For a second a was doubt founded! What had so quickly changed her attitude?
Then I noticed Dad had entered the room. “Good morning Dad! I am helping Mom clean the table!” Audrey chirped, while smiling and scrubbing away. If I hadn’t just personally witnessed her attitude, I would have suspected that she was the sweetest, happiest, most-hard-working daughter in the whole world. The transformation was breathtaking.
Later my husband and I discussed what had happened. He swore that Audrey simply did not respect me as much because I hadn’t been spanking her consistently. In fact, he said she may even resent me because I wasn’t spanking her!
At first, I didn’t see his logic. Why would my daughter resent me because I didn’t spank her? But the truth was that Audrey behaved better for her father.
Parable of the Stove: A few days later Audrey and I were cooking dinner together. She was watching for the water on the stove to come to a boil, so that she could poor the rice. When it did, she leaned forward and eased the rice into the pot. She was totally focused, careful not to touch the hot burner and careful not to let the rice splash boiling water.
As I was monitoring our daughter, my husband leaned in and whispered, “How many times has Audrey been burned by the stove.”
“Just once,” I replied.
“Does she hate cooking because the stove burned her?” he continued.
“No, she loves to cook. She is just more careful now.”
“So, instead of resenting the stove for burning her, you might say she respects it? Of course, if the stove was cold most of the time she would hate it because it never cooked food like it was suppose to and, on the other hand, if the stove occasionally flared up and spit flames into the air and burned her, she would probably hate it and never want to cook again. But, as long as the stove is consistent, cooking as it should and burning her only when she is careless, she doesn’t resent it. In fact, if she was to get burned again she would probably blame herself for being careless and not the stove for doing what stoves do.”
I knew where he was going. I was like the crazy stove that is always cold until it suddenly flared up, shooting flames everywhere. No wonder Audrey didn’t behave for me anymore – she wasn’t sure when she needed to.
Conclusion: The spankings have resumed and Audrey and I are getting along much better. Now whenever I see an article from some child psychologist about how children resent parents that spank them, I remind myself, “Don’t worry – no one hates the stove!”
Christopher James says
Yep. No one hates the stove.
Christopher James recently posted…free bet football
Julie V. says
Nice analogy. Kids need consistency no matter what you choose for punishment.
I may not plan on spanking my future kids as routine punishment, but I don’t think spanking is abuse either.
Julie V. recently posted…Garlic Ranch Pizza with Bacon
Well, some kids will ‘hate the stove’. This is how fears develop, when you associate something that naturally scares you with a particular object, or a person for that matter. Many kids DO resent their parents for spanking them, even the ‘normal’ spankings. Also, hugs and kisses afterwards cause more anxiety. Kids get confused pretty damn quickly.
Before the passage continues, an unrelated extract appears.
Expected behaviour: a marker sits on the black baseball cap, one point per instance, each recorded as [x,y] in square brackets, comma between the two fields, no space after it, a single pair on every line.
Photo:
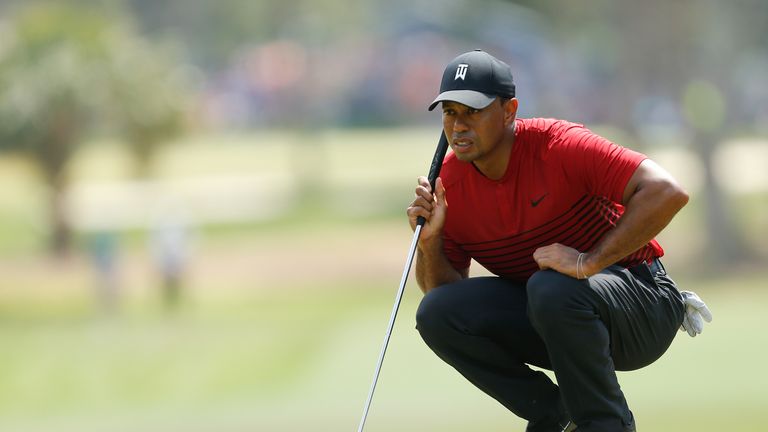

I don’t care about your Bible or whatever, I care about science. Science says that spanking will do more harm than good.
Hmm, I have never met anyone ever who hates a stove. ‘Science’ says no such thing. People with an agenda say such silly things. Maybe my kids are the exception but I have six and it seems to work well for all of them so I’m going to keep doing it. They aren’t confused or resentful anymore than I was when I was a kid. Just give me proof. Are our kids becoming less violent and more respectful as we move toward more ‘progressive’ parenting methods? I think I’ll stick with what works.